Es ist ein ebenso deprimierendes wie unabänderliches Faktum: Humanitäre Hilfe für Opfer von Kriegen ist zum medialen Spektakel, zum Geschäft oder auch zum politischen Vehikel mutiert. Das Fernsehen als globale Emotionsmaschine stimuliert mit seinen Schreckensbildern — sei es aus Albanien, Somalia oder Sarajevo — nicht nur die Hilfsbereitschaft in den Wohnzimmern der Reichen, sondern lockt auch die zahlreichen nationalen und internationalen Hilfsorganisationen in eine Konkurrenz auf den Markt der Barmherzigkeit. Seit bald zwanzig Jahren gilt dabei folgende einfache Regel: Je mehr Fernsehkameras sich auf das Leiden und den Tod unschuldiger Menschen richten, um so mehr Hilfsorganisationen eilen an den gerade prominenten Ort des grausigen Geschehens.

Hochgradige Idealisten finden sich unter diesen Krisenhelfern, aber auch verantwortungslose Abenteurer. Manche von ihnen sind Profis, andere — wie die beiden Abgeordneten Sachsen-Anhalts — schreckliche Dilettanten. Eines jedoch verbindet die „medecins sans frontieres“, die fundamentalistische „World Vision“ oder auch die Unicef; sie alle sind von Spenden abhängig. Ihre Aktionen dienen deshalb nicht nur notleidenden Menschen, sondern gleichzeitig auch dem eigenen Image und dem fund raising. Immer häufiger kommt es dabei zu einem Verdrängungswettbewerb verschiedener Hilfsbedürftiger. Wird eine Hungerkatastrophe in Rußland prophezeit, gehen die Notleidenden der Sahelzone mal wieder leer aus. Viele Regierungen in der Dritten Welt haben sich längst auf die Katastrophen-Konkurrenz eingestellt: Wenn einer der notorischen Taifune Bangladesch heimsucht, manipuliert die Regierung die Zahlen der Opfer schnell nach oben, um mehr Hilfsgüter und Spenden zu akquirieren.

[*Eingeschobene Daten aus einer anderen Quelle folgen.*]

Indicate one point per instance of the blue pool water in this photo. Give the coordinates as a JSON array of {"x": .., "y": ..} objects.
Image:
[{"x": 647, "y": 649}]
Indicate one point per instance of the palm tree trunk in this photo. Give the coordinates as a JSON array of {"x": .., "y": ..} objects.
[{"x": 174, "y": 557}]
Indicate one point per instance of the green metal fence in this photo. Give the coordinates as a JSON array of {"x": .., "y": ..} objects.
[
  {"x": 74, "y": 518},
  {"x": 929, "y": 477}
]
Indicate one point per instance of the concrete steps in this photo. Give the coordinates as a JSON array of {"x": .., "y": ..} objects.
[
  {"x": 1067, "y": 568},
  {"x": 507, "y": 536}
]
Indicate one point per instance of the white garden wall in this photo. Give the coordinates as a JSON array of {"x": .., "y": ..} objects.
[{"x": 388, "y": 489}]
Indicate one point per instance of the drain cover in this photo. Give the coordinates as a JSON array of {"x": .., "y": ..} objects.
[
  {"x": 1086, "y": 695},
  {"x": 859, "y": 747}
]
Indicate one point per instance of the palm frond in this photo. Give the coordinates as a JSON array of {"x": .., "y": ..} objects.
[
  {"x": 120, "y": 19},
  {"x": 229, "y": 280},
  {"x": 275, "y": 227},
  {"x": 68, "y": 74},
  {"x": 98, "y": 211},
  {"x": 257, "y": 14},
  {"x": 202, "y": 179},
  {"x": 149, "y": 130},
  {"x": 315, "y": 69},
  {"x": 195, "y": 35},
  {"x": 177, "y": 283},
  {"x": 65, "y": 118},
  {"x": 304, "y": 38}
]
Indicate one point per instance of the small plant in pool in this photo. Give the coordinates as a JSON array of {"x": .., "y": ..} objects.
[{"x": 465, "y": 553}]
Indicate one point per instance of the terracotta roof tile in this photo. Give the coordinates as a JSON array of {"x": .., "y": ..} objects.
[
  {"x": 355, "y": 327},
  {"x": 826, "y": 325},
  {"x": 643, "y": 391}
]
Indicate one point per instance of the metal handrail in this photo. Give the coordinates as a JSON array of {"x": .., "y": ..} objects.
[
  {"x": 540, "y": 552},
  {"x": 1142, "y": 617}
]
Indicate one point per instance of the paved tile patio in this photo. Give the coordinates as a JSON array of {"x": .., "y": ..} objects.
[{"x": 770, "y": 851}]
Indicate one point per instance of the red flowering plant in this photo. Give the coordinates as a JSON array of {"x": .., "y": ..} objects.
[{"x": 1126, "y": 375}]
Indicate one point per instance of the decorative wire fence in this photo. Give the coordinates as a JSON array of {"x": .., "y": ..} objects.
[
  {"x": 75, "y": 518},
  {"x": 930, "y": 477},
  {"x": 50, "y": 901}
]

Bei dem beständigen Wettlauf der Hilfsorganisationen mit ihren Klingelbeuteln sind zahlreiche Fälle hoffnungslos inadäquater Hilfsaktionen bekannt. So beglückte eine private US-Hilfsorganisation vietnamesische Boat people in Malaysia mit Wasserbetten, westdeutsche Katastrophenhelfer schafften arktistaugliche Zelte ans Horn von Afrika, und ostdeutsche Solidaritäts-Experten versuchten die Nöte peruanischer Erdbebenopfer mit 80.000 DDR-Staatswimpeln zu lindern. Dies kann kein Argument gegen schnelle und effektive Hilfe für die Opfer von Kriegen in Bosnien und anderswo sein, doch edle Beweggründe allein reichen nicht aus. Mißmanagement und Dilettantismus untergraben das einzige Kapital des Hilfsgeschäftes: Solidarität, Mitleid und die Vorstellungskraft für das Leiden Fremder. Schon aus diesem Grund müssen sich die Protagonisten und Aktivisten der Barmherzigkeit der Kritik stellen.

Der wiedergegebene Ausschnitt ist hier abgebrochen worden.